Die Sicherheitslücke im Remoteprozeduraufruf (wir berichteten) ist seit gestern das Ziel einer wahren Angriffswelle geworden. Der Wurm W32.Blaster (auch bekannt als Lovesan, Poza oder msblast.exe) ist dabei nur eine Möglichkeit, wie diese Lücke ausgenutzt wird. Laut Symantec ist dessen eigentliches Ziel eine Denial-of-Service-Attacke auf windowsupdate.com zwischen dem 16. August und 31. Dezember, die dann den Update-Service von Microsoft außer Gefecht setzen soll.

Nicht nur für den Wurm sind die Infizierungsmöglichkeiten vielfältig, denn auch ohne ihn kann ein erzwungener Neustart auftreten. Neben IRC und ICQ wird auch vom Windows Media Player berichtet. Ursache bleibt aber immer die Sicherheitslücke in Windows.

Workaround:
Wenn eine Firewall installiert ist, sollte diese zunächst aktiviert werden. Besonders sollte man hier auf die Ports 135, 139 und 445 achten, diese sind verstärkt für W32.Blaster und andere Angriffe anfällig. Am wichtigsten ist das Installieren des Patches von Microsoft:

Windows XP

Windows 2000

Windows Server 2003

Windows NT 4.0

Ist der Neustart eingeleitet worden, lässt sich dieser abbrechen, indem man „shutdown -a“ bei Start > Ausführen eingibt. Mit FixBlast von Symantec lässt sich der W32.Blaster Wurm beseitigen. Darüber hinaus sollte man Virenscanner und Windows selbstständig auf dem Laufenden halten, da mit Trittbrettfahrern zu rechnen ist.

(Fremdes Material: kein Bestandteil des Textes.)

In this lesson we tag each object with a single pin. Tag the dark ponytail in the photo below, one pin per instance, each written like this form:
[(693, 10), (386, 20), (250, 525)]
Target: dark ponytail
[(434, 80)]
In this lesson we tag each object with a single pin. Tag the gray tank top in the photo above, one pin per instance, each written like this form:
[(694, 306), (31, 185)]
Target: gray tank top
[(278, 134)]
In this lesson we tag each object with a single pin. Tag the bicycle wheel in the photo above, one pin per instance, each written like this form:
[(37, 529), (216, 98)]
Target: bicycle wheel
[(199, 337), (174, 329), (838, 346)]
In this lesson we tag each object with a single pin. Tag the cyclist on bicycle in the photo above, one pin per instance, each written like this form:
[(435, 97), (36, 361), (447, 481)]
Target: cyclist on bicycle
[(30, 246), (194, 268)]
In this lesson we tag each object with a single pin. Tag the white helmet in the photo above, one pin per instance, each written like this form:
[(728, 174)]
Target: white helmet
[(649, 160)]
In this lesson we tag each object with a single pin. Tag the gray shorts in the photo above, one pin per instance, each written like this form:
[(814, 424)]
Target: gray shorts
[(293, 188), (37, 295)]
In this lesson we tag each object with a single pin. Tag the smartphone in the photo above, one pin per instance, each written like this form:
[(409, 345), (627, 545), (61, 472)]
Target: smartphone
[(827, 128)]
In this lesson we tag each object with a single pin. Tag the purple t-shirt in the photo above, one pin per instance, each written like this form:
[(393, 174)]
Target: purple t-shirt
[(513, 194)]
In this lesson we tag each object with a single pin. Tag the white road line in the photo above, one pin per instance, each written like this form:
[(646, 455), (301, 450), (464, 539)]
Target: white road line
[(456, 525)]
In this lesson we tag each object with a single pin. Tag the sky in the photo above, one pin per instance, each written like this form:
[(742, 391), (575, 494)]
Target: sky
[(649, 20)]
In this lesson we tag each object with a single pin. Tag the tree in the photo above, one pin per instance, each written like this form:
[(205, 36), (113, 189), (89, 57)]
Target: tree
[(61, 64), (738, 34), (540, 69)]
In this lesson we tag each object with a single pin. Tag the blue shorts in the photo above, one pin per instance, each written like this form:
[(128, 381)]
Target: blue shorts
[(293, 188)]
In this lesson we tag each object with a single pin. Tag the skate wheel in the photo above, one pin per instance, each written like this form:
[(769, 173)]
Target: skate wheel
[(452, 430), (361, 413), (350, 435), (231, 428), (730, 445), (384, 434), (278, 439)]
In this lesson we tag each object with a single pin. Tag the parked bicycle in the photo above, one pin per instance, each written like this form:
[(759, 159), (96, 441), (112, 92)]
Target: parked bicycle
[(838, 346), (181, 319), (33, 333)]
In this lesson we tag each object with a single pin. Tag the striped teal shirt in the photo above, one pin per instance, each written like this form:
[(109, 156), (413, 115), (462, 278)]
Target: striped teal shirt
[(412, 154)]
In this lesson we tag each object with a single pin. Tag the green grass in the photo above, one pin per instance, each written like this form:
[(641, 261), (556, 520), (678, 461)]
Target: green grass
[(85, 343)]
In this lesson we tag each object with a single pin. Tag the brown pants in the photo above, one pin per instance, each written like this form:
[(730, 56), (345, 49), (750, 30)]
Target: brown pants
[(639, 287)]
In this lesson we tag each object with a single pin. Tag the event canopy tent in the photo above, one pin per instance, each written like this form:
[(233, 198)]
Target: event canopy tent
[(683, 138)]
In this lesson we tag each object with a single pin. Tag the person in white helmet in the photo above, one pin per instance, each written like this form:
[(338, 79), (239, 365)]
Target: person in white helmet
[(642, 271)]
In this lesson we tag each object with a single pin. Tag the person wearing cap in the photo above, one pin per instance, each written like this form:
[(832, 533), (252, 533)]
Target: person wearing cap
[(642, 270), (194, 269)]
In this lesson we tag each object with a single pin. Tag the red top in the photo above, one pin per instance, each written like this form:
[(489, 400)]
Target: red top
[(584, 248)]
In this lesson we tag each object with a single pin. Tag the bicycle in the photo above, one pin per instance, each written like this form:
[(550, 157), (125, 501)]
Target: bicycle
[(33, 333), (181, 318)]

Mancherorts wird auch empfohlen, beim Systemdienst Remoteprozeduraufruf unter Wiederherstellen die Aktion Computer neu starten ersatzlos zu deaktivieren. Dies verhindert zwar das Neustarten bei einem entsprechenden Angriff, löst jedoch nicht das Problem. Wie berichtet kann beliebiger Code auf dem betroffenen Rechner ausgeführt werden, ein Neustart ist dabei wohl eine der unkritischsten Folgen. Am Windows-Patch führt also kein Weg vorbei.